Postado por: TC Mover em 14/01/2020 às 9:19

Os ativos de risco operam perto da estabilidade na manhã desta terça-feira, o que pode apontar para uma pequena realização em alguns mercados. Para gestores em Hong Kong e Londres, a situação aponta para um dilema entre os investidores, marcado pela melhora no cenário, uma série de indicadores técnicos que mostram múltiplos esticados e a falta de catalisadores de alta imediatos. Os mercados também aguardam o início da temporada de balanços nos Estados Unidos, hoje, com as divulgações do Citigroup, JPMorgan Chase, Wells Fargo e Delta Air Lines, e a assinatura, amanhã, da Fase I do acordo comercial com a China em Washington. Prévio ao evento, o iuan chinês atingiu seu patamar mais forte desde julho após os EUA formalmente retirarem do país o rótulo de “manipulador de moedas” – certamente uma medida que facilita as discussões posteriores entre as nações, mas que deve gerar algum tipo de reação por parte da oposição ao presidente americano Donald Trump.

 

Para nossos editores sênior Angelo Pavini e Ana Carolina Siedschlag, o evento mais relevante em matéria de política econômica é a coletiva que darão, nesta manhã, o secretário especial de Fazenda, Waldery Rodrigues, e o secretário de Política Econômica do Ministério da Economia, Adolfo Sachsida, sobre a grade de parâmetros macroeconômicos – com estimativas sobre o Produto Interno Bruto e inflação para este ano. Eles também devem discutir a edição de janeiro do Boletim Macrofiscal e a versão atualizada do Panorama Macroeconômico. Enquanto isso, durante o dia, o presidente Jair Bolsonaro se reúne com vários dos seus ministros.
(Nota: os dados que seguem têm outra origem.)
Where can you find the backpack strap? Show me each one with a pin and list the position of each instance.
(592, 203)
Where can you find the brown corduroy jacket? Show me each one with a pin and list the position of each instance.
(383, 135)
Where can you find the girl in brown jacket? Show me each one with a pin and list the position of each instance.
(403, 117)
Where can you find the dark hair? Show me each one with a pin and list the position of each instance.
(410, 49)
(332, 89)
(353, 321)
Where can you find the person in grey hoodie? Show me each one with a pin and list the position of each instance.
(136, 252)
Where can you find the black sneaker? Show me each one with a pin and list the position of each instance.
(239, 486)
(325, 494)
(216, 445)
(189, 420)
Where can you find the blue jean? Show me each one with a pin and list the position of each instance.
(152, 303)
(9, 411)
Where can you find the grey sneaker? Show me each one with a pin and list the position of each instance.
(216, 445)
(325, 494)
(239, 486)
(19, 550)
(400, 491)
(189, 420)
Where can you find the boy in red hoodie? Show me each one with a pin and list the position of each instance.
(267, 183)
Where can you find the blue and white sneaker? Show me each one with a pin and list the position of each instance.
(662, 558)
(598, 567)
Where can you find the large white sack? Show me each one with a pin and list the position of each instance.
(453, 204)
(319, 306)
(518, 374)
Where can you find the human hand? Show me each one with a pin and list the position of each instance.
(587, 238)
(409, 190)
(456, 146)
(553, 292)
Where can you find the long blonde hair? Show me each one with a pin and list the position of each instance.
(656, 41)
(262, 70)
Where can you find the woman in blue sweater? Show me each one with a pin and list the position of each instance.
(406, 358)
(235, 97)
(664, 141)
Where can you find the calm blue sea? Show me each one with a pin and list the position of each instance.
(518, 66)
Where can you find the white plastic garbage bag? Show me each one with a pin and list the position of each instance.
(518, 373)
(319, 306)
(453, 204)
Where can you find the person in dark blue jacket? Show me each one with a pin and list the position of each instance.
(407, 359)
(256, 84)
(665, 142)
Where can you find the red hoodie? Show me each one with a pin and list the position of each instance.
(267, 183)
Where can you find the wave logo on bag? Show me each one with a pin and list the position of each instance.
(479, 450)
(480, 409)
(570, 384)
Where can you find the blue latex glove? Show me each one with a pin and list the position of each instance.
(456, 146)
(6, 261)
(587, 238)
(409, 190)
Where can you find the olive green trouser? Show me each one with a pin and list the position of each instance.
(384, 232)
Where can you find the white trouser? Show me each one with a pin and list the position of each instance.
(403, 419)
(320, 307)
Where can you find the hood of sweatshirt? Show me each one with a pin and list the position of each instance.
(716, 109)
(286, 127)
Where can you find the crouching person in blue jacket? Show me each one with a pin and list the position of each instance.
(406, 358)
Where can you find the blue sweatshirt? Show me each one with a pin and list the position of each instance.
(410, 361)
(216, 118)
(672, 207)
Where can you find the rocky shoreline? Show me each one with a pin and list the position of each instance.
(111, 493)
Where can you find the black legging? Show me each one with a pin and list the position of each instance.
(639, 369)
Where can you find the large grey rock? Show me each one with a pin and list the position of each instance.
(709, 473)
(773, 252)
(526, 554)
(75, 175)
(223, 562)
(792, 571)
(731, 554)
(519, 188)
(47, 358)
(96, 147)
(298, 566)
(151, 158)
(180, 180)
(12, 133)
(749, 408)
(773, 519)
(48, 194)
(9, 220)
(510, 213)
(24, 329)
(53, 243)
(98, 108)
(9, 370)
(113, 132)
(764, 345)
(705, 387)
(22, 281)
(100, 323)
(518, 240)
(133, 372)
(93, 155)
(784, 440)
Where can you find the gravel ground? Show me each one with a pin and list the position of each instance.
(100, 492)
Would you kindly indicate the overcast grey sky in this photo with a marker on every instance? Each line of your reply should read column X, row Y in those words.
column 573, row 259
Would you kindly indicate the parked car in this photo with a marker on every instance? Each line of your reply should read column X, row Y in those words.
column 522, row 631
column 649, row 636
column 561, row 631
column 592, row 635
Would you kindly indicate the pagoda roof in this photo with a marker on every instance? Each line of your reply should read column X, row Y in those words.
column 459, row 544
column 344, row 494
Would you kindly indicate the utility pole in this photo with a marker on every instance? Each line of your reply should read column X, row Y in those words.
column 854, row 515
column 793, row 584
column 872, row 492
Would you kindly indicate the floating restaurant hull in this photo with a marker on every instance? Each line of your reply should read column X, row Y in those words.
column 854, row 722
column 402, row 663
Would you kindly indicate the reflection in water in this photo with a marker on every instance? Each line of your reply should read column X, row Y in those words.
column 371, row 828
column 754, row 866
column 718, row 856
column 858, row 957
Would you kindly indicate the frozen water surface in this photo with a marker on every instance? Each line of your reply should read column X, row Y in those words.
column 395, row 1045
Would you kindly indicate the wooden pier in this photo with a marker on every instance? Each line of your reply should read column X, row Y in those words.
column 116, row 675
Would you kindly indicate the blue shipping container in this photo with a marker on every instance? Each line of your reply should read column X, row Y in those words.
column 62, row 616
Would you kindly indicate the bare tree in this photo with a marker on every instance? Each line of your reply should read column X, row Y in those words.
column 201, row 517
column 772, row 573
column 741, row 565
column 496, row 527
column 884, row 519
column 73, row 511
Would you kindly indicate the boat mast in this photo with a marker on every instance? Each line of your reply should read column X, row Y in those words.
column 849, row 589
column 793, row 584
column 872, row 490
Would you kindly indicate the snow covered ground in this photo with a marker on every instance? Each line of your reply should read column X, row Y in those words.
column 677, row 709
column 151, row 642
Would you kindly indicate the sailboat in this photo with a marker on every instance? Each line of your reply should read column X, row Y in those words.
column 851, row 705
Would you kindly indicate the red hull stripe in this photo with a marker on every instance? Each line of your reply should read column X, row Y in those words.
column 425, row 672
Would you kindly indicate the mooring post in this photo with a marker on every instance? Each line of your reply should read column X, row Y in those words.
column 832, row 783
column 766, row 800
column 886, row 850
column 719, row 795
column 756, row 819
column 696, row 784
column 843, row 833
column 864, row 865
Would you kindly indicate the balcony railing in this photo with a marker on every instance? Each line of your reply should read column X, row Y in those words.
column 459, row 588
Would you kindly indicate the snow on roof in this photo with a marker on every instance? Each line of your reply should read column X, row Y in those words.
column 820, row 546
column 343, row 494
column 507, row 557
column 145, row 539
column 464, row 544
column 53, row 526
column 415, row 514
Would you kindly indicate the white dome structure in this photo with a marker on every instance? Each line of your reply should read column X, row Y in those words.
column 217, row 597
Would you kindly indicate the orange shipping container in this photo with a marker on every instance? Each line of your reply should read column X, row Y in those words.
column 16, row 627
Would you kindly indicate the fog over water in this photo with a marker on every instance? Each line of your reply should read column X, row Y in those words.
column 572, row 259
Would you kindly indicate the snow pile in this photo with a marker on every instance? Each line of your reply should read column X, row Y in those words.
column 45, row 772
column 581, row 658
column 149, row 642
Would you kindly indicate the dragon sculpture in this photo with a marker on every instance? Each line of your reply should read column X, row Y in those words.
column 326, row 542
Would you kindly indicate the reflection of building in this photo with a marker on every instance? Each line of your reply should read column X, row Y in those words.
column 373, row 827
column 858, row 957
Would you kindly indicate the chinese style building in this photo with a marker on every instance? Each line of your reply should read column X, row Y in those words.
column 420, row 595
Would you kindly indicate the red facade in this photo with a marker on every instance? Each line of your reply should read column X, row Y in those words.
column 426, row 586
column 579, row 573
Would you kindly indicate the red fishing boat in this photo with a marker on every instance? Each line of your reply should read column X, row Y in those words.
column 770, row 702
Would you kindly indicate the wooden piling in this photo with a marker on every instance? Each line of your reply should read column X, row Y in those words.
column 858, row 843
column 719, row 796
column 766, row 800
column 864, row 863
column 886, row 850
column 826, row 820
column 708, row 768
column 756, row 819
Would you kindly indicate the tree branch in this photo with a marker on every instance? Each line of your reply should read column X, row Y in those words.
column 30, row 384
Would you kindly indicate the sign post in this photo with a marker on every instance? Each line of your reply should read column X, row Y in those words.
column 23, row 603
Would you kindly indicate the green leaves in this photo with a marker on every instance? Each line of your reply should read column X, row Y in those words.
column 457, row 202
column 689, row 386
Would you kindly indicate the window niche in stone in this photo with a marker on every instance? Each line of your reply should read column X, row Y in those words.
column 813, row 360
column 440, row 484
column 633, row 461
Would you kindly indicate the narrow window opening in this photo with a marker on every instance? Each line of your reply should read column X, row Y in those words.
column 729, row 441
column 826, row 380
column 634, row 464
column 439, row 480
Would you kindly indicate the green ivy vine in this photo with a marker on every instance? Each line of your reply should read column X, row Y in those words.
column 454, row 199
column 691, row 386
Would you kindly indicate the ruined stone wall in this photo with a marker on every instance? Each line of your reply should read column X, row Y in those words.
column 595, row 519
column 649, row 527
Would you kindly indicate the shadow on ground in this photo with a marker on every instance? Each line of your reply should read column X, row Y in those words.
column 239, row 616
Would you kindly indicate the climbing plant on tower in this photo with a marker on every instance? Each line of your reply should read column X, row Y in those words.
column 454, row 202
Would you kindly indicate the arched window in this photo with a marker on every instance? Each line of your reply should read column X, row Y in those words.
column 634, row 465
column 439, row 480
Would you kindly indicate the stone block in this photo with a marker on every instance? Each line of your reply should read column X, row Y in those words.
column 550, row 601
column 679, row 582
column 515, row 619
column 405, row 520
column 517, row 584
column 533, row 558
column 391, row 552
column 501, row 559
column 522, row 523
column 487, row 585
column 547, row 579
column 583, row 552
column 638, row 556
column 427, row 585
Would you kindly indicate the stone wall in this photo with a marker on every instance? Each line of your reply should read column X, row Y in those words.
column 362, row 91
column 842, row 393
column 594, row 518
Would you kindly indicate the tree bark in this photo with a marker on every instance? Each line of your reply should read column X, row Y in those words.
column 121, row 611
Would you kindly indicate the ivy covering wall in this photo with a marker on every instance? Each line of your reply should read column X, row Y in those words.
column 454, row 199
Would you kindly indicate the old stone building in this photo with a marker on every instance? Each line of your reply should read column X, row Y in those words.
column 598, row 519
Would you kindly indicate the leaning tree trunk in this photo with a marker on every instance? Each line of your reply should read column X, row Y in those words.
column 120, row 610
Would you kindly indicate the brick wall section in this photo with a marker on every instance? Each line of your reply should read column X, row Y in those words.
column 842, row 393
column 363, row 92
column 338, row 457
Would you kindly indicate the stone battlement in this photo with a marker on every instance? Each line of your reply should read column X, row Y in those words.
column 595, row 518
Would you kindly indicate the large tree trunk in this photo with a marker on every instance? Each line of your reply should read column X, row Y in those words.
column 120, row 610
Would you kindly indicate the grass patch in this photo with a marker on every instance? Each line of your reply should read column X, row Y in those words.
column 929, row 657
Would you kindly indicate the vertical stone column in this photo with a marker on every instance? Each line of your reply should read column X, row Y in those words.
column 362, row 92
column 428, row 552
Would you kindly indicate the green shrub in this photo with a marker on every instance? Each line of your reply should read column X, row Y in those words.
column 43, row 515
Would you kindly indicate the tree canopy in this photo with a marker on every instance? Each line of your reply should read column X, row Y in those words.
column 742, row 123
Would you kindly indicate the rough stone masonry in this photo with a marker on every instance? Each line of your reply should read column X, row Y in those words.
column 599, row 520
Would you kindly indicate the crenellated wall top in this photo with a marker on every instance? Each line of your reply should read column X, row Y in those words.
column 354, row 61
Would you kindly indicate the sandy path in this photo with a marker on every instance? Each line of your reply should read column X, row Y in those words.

Outro ponto que o investidor precisa prestar atenção é a repercussão da matéria do Valor Econômico sobre o processo de modernização dos fundos de pensão, que inclui uma flexibilização adicional de alguns investimentos, assim como das iniciativas da Previ, a maior no país, para reestruturar seus sistemas de informação para lançar novos produtos.

 

A maior estatal de petróleo listada da América Latina, Petrobras, confirmou ontem que irá reajustar para baixo, hoje, os preços dos combustíveis em cerca de 3%, a primeira alteração desde a crise geopolítica no Irã e o primeiro reajuste da gasolina e do diesel em quase um mês. Na continuação dos desenvestimentos que cercam a companhia desde a eclosão da Operação Lava Jato, a estatal deve anunciar hoje, segundo o Estadão, o estudo para venda da Fábrica Fertilizantes Nitrogenados, a Fafen, em Araucária, no Paraná. O jornal, que menciona fontes, afirma que até mil funcionários poderiam ser demitidos. O Banco do Brasil e a família Ermírio de Moraes, que controla o grupo Votorantim, o maior grupo industrial do país, pretendem realizar a listagem do Banco Votorantim na B3 em abril, diz hoje o Estadão. A ideia dos sócios seria protocolar o pedido em fevereiro, o que, se confirmado, abriria as portas para que outras companhias interessadas no processo possam medir o real apetite do mercado pelos chamados IPOs.

 

(Por Guillermo Parra-Bernal e Ana Siesdchlag | Foto: Guedes – Agência Brasil)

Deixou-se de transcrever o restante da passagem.